Cet aparté familial étant écrit, reprenons la trajectoire de Pierre Méhaignerie qui a fait ses études d’agronomie à Rennes. Métier détonnant dans le milieu politique, Pierre Méhaignerie est à l’origine un ingénieur du génie rural et des eaux et forêts (à ma connaissance, seule Nathalie Kosciusko-Morizet a eu un métier approchant).

En juin 1968, Alexis Méhaignerie renonça à solliciter le renouvellement de son mandat de député et le laissa son fils Pierre se présenter, mais dans le contexte de la fin de la crise de mai 1968, ce fut le gaulliste Henri Lassourd qui remporta l’élection. Aux élections suivantes, en mars 1973, dans la même circonscription (celle de Vitré), Pierre Méhaignerie a pris sa revanche en battant le député sortant gaulliste et fut donc élu député à l’âge de 33 ans. Ce fut son entrée dans l’arène politique, tant bretonne que nationale. Il fut réélu sans discontinuité député entre mars 1973 et juin 2012. En juin 2012, sa collaboratrice Isabelle Le Callennec fut élue députée UMP de sa circonscription, battue avec surprise en juin 2017 par la candidate LREM Christine Cloarec, conseillère municipale de la majorité de Vitré depuis 2008. Pierre Méhaignerie fut également élu député européen en juin 1979 sur la liste de Simone Veil mais démissionna immédiatement en raison de ses fonctions nationales.

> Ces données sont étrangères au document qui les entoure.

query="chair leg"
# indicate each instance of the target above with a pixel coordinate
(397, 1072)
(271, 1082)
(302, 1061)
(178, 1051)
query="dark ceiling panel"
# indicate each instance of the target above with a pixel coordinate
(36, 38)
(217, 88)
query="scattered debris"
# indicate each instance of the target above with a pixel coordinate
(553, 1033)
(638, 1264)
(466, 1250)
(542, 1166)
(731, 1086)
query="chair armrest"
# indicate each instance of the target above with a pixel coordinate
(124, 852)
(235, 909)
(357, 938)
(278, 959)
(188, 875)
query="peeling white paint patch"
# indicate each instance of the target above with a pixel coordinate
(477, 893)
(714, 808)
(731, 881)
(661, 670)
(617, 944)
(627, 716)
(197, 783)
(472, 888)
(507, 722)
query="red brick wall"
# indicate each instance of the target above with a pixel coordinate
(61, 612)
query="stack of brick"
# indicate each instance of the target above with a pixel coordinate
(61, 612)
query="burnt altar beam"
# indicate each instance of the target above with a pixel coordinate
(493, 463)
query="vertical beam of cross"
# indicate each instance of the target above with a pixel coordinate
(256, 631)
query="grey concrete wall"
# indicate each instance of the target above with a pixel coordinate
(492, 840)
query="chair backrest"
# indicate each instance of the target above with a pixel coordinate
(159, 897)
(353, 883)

Les fonctions nationales, il les a eues très tôt dans sa carrière, à l’âge de 36 ans. En effet, il fut nommé au gouvernement de Jacques Chirac le 12 janvier 1976 et resta sans discontinuer jusqu’à la fin du septennat de Valéry Giscard d’Estaing : Secrétaire d’État auprès du Ministre de l’Agriculture du 12 janvier 1976 au 29 mars 1977, puis, dans les gouvernements de Raymond Barre, Ministre de l’Agriculture du 29 mars 1977 au 13 mai 1981.

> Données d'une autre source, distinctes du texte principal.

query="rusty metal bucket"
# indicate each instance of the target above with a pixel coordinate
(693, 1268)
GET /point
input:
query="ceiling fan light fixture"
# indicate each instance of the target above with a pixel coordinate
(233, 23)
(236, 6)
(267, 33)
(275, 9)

En mars 1977, non seulement il devenait un ministre de plein exercice, mais il avait acquis ses galons d’élu local : en mars 1976, il fut élu conseiller général du canton de Vitré, celui de son père et grand-père, et en mars 1977, maire de Vitré. Il fut rapidement l’un des hommes forts du centre droit de l’Ille-et-Vilaine (avec Alain Madelin, futur député-maire de Redon).

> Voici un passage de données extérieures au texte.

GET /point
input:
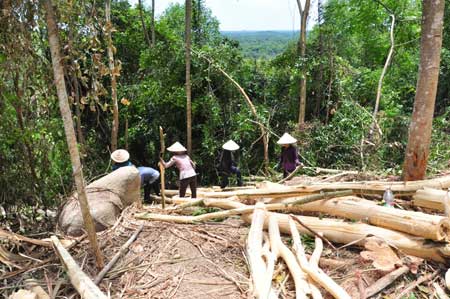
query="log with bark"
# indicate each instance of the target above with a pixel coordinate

Pierre Méhaignerie est aujourd’hui encore maire de Vitré (depuis mars 1977) et président de la communauté d’agglomération de Vitré Communauté depuis janvier 2002, et il devrait en principe laisser la main en mars 2020 (aux prochaines élections municipales). Il fut également élu conseiller général de Vitré de mars 1976 à mars 2001, président du conseil général d’Ille-et-Vilaine de mars 1982 à mars 2001, et brièvement, conseiller régional de Bretagne de mars 1986 à juin 1988. L’un des mandats grâce auxquels il a pu expérimenter ses idées, ce fut bien sûr la présidence du conseil général, dont les missions sociales sont budgétairement très importantes (il est devenu président au moment où la décentralisation a donné beaucoup de pouvoir aux exécutifs départementaux). Ainsi, il a pu tester le concept du RMI dans son département avant l’heure, dispositif que le gouvernement de Michel Rocard a généralisé dans toute la France à partir du 15 décembre 1988 (loi n°88-1088 du 1er décembre 1988).

Je viens d’évoquer ses idées. Mais lesquelles sont-elles ? Pierre Méhaignerie est un démocrate-chrétien, il est donc avant tout un humaniste et à ce titre, un partisan de la construction européenne, et il est aussi un pragmatique dans le domaine économique. Il a compris qu’on ne pouvait pas redistribuer les richesses avant de les avoir produites. Par conséquent, il est dans cette idée de favoriser l’efficacité économique, mais avec la justice sociale. Ce n’est pas pour rien que son parti, le CDS (Centre des démocrates sociaux) a le mot "sociaux" dans son appellation. En quelques sortes, le CDS était la vigie sociale des gouvernements de centre droit et plus généralement, des coalitions rassemblant centristes, radicaux, indépendants et gaullistes. À ce réalisme, il faut ajouter aussi son adhésion à la décentralisation et à ce principe qui est à la base de l’Union Européenne, à savoir le principe de subsidiarité.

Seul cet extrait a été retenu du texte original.